La regia di Gareth Edwards, comunque, è solida, e il film si lascia guardare senza annoiare, complice anche un’attenzione vispa da parte dello sceneggiatore David Koepp sulle motivazioni personali degli umani. Alcune sottotrame – la possibilità di rendere pubblico l’uso del DNA raccolto piuttosto che darlo a una multinazionale, per esempio – vengono solo accennate e non risolte. Ma anche questo fa un po’ cifra stilistica. Molti ricordano la boccetta con gli embrioni di dinosauro dispersa da Nedry nel primo film, di cui si perdono totalmente le tracce finché non le recupera, in epoca tarda, un videogioco della Telltale. Diciamo che sono potenziali finestre aperte sul futuro. Il peccato più grosso è proprio quello all’origine: rinunciare a mostrare il mondo del ‘saurodominio’ per riportare tutto a una grossa e circoscritta riserva naturale. Non lo consideriamo un difetto, essendo evidentemente intenzionale, però ci dispiace.


Jurassic World – La Rinascita riporta il franchise indietro, a un mondo dove i dinosauri sopravvivono solo in remote zone equatoriali, e non camminano in città. Con effetti visivi spettacolari e l’introduzione di nuove creature geneticamente modificate, la pellicola affascina ma anche divide: il suo punto di forza è anche il suo limite.
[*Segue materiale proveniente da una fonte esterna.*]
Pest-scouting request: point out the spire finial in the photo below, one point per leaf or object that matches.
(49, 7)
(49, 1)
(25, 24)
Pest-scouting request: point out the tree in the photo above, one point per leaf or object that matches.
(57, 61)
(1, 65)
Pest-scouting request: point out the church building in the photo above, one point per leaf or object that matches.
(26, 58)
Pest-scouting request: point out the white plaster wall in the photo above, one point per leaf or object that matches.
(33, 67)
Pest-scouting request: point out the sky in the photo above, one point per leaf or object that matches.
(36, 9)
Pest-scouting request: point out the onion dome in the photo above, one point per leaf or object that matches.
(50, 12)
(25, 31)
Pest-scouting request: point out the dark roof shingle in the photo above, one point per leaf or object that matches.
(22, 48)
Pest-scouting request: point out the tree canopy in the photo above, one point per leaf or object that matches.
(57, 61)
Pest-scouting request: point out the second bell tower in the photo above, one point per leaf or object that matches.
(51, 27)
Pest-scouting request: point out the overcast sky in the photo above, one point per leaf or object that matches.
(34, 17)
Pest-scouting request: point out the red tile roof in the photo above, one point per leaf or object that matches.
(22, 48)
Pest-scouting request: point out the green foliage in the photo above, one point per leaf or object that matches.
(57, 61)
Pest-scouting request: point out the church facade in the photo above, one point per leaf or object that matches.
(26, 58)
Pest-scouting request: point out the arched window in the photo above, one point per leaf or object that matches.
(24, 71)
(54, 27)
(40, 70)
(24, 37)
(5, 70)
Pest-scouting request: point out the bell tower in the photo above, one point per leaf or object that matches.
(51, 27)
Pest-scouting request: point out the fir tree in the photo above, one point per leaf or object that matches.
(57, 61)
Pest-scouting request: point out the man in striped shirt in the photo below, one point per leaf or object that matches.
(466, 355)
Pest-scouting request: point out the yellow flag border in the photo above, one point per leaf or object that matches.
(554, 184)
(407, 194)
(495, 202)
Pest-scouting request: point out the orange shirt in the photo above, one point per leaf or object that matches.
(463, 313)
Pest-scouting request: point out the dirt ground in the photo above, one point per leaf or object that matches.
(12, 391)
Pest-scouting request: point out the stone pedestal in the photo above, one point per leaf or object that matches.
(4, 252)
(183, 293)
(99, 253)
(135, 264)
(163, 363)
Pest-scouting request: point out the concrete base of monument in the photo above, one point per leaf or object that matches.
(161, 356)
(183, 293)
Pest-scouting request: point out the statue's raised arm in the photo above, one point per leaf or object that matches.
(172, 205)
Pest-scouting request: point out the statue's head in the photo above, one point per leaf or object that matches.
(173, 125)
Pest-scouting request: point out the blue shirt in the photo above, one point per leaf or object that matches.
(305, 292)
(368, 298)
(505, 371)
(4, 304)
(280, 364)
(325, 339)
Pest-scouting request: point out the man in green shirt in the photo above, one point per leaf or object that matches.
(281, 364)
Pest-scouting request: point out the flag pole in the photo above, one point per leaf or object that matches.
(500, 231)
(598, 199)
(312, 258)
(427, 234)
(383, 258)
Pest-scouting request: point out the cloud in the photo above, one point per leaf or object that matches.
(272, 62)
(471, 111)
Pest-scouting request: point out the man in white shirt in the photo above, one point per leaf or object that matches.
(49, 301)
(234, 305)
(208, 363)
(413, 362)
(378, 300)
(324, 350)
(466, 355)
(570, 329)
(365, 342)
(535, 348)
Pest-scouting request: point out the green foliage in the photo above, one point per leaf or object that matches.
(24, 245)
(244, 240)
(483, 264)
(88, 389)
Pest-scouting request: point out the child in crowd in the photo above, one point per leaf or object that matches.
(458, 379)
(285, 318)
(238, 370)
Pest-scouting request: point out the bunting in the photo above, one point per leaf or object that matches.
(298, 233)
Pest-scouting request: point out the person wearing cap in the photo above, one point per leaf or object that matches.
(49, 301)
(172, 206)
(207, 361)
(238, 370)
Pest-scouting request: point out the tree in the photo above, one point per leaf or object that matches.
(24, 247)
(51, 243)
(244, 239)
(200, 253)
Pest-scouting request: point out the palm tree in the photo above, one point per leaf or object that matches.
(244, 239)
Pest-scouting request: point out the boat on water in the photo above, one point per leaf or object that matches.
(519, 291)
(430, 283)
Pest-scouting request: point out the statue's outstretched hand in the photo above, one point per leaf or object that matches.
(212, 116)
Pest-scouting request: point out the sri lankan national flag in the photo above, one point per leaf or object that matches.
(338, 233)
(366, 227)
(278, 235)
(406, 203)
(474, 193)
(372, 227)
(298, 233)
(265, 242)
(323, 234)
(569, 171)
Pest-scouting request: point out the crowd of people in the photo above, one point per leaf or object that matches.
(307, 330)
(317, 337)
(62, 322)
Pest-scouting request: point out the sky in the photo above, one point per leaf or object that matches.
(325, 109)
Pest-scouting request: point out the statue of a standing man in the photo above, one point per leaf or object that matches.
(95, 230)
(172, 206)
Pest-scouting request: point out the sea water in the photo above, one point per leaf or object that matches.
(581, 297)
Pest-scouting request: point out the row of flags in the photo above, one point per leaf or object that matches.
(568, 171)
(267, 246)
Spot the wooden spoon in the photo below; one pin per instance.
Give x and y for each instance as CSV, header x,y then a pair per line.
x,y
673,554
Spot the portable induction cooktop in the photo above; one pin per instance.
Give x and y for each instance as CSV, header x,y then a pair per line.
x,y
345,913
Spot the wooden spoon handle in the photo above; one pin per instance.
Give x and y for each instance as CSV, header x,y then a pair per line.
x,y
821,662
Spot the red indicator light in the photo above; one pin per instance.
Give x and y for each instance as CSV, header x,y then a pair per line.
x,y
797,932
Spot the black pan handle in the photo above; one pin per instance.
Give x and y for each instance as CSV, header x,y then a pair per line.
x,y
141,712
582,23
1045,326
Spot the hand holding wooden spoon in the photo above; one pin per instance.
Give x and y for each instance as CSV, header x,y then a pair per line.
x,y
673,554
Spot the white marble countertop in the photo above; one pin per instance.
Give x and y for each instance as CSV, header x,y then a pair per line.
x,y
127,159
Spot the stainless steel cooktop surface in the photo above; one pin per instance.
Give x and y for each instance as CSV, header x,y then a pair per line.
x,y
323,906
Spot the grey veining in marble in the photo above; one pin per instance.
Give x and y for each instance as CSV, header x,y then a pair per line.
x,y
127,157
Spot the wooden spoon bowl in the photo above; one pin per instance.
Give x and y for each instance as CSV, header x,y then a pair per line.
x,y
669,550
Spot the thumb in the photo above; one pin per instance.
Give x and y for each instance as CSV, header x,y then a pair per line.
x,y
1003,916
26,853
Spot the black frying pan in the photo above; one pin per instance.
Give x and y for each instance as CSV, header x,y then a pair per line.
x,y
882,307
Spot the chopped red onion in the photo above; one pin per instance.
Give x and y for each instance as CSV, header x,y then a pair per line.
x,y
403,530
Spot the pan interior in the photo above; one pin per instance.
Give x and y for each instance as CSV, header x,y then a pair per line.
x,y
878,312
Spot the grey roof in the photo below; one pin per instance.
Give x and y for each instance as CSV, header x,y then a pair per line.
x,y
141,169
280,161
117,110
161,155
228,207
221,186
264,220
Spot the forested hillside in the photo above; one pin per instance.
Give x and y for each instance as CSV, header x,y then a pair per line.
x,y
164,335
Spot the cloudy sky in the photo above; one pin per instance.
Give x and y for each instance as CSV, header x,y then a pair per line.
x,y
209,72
La trama, semplice e strutturata quasi come un videogioco a livelli, punta più sulla familiarità e sul pay-off che su veri colpi di scena, e offre momenti iconici che richiamano i primi capitoli: l’osservazione dei grandi erbivori, inseguimenti adrenalinici, e scene di tensione in ambienti chiusi. Visivamente impeccabile, è però discutibile la scelta di puntare ancora su dinosauri mutati, ormai cifra stilistica della saga. Alcuni fili narrativi restano aperti, come accadeva già nel primo film, con la celebre bomboletta di Nedry scomparsa nel fango. Ormai anche questo è una cifra stilistica.